The pound rising on the imminent meeting of a once lukewarm but now arch-Brexiteer and the king of protectionism and sexism?
It would have been an outlandish prediction to make a year ago. Outlandish perhaps even after both Brexit and the US election had been called and won.
But markets, famous nowadays for their short-termism, are staying true to form.
The Dow hit a new record this week, the dollar weakened, and gold went sideways. But the pound strengthened ahead of a the first meeting of what may turn out to be a pioneering new Anglo-Saxon bloc of anti-free trader.
Lead, of course, by Donald Trump and Theresa May.
How much influence Theresa May will have in any such partnership is open to question, of course. Both sides seem to have added the word “very” to the hackneyed old term for this long-established “special relationship.”
But what that means when trade relationships are being torn down rather than going up is open to question. Yes, new relationships will be established. But can the UK become the new Mexico? No, wages are too high. Can it become the new Canada? No, there already is a Canada.
What can it do then? It can act as a bridge for American interests into a broadly hostile Europe. Suddenly Boris Johnson’s allusions to World War Two don’t seem quite so out of the bounds of good taste.
This time though, Europe doesn’t want to be liberated. To be sure it’s grateful for the US nuclear umbrella, but if Trump ends up cozying up to Russia, as he’s shown every sign of doing, then the Europeans will have very little to be thankful for. They have little enough already.
It was US cops that caught them cheating on emissions. It was US cops that busted FIFA corruption wide open. It’s US cops and regulators that are doing the most to crack down on malpractice in European and global banking, in spite of heavy-handed and largely ineffectual EU regulations.
And the likely US disengagement from the Transatlantic Trade and Investment Partnership (TTIP) will unsettle European policy wonks who have run the most sophisticated economic models known to science and attempted to implement their findings with a view to maximum global wealth creation.
This is not enough for Trump. What he wants is maximum American wealth creation, not maximum global wealth creation, and in this he does at least have a soulmate of sorts in Theresa May.
She carries the torch of the Brexiteers with her to the US, and the demands of workers in England’s industrial northeast to be given a say in who does and who does not get wealth created for them by high level policy decisions.
So as TTIP bore no relevance to out-of-work steel workers in Sheffield, nor did it bear any relevance to out-of-work car workers in Detroit. It may have been put together by high-level economic whizzkids, but it was not voted for by crucial electoral constituents.
The same is true of the Trans Pacific Partnership (TTP) which has already gone, although to be fair that one was already dead on the floor of Congress.
But one way or another, what we are witnessing is a new approach to trade and economics from the Anglo Saxon countries. Critics and the Chinese may point to this new approach as a sign of weakness. Trump supporters see it as a prelude to making America “great” again.

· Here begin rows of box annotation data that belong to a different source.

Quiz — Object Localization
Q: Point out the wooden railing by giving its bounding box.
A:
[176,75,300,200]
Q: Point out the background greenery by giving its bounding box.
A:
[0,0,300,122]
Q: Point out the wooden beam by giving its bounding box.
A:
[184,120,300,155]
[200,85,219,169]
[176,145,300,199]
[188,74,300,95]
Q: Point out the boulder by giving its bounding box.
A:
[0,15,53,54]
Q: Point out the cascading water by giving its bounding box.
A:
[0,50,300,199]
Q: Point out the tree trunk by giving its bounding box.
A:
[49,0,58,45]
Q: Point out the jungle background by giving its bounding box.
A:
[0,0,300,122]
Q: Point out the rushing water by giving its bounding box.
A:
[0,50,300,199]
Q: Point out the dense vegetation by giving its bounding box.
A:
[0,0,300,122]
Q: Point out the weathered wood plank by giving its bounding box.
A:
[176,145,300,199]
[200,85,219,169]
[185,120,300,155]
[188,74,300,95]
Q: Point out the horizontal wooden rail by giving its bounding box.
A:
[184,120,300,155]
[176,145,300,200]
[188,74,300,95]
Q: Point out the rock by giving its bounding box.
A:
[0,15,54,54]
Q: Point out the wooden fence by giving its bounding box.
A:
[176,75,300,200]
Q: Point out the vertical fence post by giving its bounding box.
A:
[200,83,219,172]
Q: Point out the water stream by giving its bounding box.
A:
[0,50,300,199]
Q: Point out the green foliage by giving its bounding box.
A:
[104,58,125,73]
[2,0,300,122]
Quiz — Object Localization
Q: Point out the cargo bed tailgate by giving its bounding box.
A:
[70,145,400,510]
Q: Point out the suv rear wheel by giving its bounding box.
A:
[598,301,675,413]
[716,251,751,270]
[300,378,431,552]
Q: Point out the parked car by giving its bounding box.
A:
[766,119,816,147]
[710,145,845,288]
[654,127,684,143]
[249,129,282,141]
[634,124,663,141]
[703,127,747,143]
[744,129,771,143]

That’s a clear divergence of narrative, and while the two narratives are battling it out across the airwaves, internet and on the trading screens of global markets, we are likely to witness a sustained period of volatility in the valuations of all sorts of assets.
And he’s not the only one saying that. Fitch argued this morning that the demise of the TTP and the rise of US protectionism has become a credible “downside risk” to the Asia Pacific region.
And this is the region which looks set to be pivotal in world affairs over the coming century. Not surprising then that while the major miners showed strength early in the week, they gave up gains later on with even more gusto. There is some strength in this market, but it is not yet strength in depth.
And how long it will last is very much up in the air.